Daten für eine neue Ebene Dialog und Service
Zusätzlich stellt Siemens ausgewählte Daten Schuler zur Verfügung. Diese freigegebenen Signale nutzte Schuler in seiner Cloud, um Tobias Grüner und sein Team bei der Optimierung der Pressen zu unterstützen, erklärt Dr. Stefanie Apprich, die bei Schuler den Bereich Cloud Services und die Schuler Digital Suite leitet: „Wir als Hersteller kennen unsere Pressen am besten, und der Anwender kennt seine Prozesse am besten. Und daraus können wir mit unseren digitalen Angeboten ganz neue Services entwickeln.“ Die Erfahrungen aus der Zusammenarbeit mit Siemens würden Schuler dabei helfen, dieses Angebot weiterzuentwickeln, so Apprich weiter: „Wir haben in diesem Projekt aufgezeigt, wie wir aus unseren Pressen eine Smart Factory machen – und wie wir mit unseren digitalen Lösungen Anomalien erkennen, Ausfällen vorbeugen und die Produktivität verbessern können. Ich bin sicher, dass wir damit viele Anwender überzeugen.“
Der erste Anwender, der auf Anhieb vom Konzept überzeugt war, ist Tobias Grüner: „Wir haben hier am Standort ganz unterschiedliche Maschinen von Schuler, was den Prozess und was den Lebenszyklus angeht – ganz typisches Brownfield eben. Trotzdem können wir mit den Applikationen von Schuler und Industrial Edge diese große Bandbreite mit einer standardisierten Lösung abdecken.“ Mittlerweile sind alle Maschinen umgerüstet und Tobias Grüner und sein Team haben bereits erste wertvolle Erkenntnisse aus den Maschinendaten gewonnen: „Ein Thema, dass uns natürlich sehr beschäftigt, ist der Verschleiß bei unseren Maschinen und Werkzeugen. Dieser Verschleiß ist für die Bediener an der Maschine tatsächlich spürbar – so verändert sich zum Beispiel das Geräusch einer Presse, wenn das Werkzeug stumpf wird.
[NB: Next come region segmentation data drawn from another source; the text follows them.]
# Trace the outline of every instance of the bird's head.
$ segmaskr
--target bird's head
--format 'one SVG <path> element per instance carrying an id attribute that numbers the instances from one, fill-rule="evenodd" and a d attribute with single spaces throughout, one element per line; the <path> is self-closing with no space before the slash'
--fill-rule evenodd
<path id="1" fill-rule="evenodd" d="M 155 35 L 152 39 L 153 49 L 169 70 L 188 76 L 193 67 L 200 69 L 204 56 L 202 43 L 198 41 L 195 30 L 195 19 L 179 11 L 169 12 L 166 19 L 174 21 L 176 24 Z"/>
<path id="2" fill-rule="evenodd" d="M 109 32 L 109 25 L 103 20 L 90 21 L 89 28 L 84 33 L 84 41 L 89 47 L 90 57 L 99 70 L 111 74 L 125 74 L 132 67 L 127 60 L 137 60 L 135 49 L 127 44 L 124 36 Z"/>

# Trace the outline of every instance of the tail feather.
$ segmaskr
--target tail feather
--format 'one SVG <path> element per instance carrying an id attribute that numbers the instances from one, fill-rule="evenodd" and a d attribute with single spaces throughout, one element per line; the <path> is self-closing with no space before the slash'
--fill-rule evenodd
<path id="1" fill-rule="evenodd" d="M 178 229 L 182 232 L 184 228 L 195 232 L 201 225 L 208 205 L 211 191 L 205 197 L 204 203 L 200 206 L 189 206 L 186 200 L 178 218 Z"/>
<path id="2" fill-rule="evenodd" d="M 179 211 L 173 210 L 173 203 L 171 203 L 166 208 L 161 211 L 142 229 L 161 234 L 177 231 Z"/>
Jetzt können wir das, was wir da spüren, messen – und zwar anhand des Presskraftverlaufs, den wir mit der Datenanalyse über Industrial Edge sichtbar machen – und erkennen so anhand der Daten, ob wir unseren Prozess gut fahren.“
Innovative Wege der Zusammenarbeit
Die Entwicklung der gemeinsamen Lösung geht weiter. So arbeitet Michael Weiher bereits an einer Fehleranalyse über Industrial Edge als erstem Add-on für das Presswerk – und weitere Ideen werden sicher folgen, ist sich Tobias Grüner sicher. Für Grüner und sein Team war das Projekt auch eine Möglichkeit, neue Arten der Zusammenarbeit zwischen Siemens als Anwender und Schuler als Technologiepartner umzusetzen: „Es gab keine konkreten Spezifikationen, welche Daten wie erfasst und ausgewertet werden sollen – all das hat sich im Laufe des Projektes agil entwickelt. Sowohl Schuler als auch uns war von Anfang an klar, was für ein Mehrwert sich hier schaffen lässt, auch wenn wir noch nicht genau beziffern können, wie groß er sein wird. Zusammen haben wir dann den Schritt gemacht, in die Umsetzung zu gehen, auf die Kompetenzen des Projektteams zu vertrauen. Das war sicher ein Stück Pionierarbeit, aber beide Seiten haben davon enorm profitiert.“
Der Autor Marc Fischer ist Marketing Manager Digital Industries Factory Automation bei Siemens.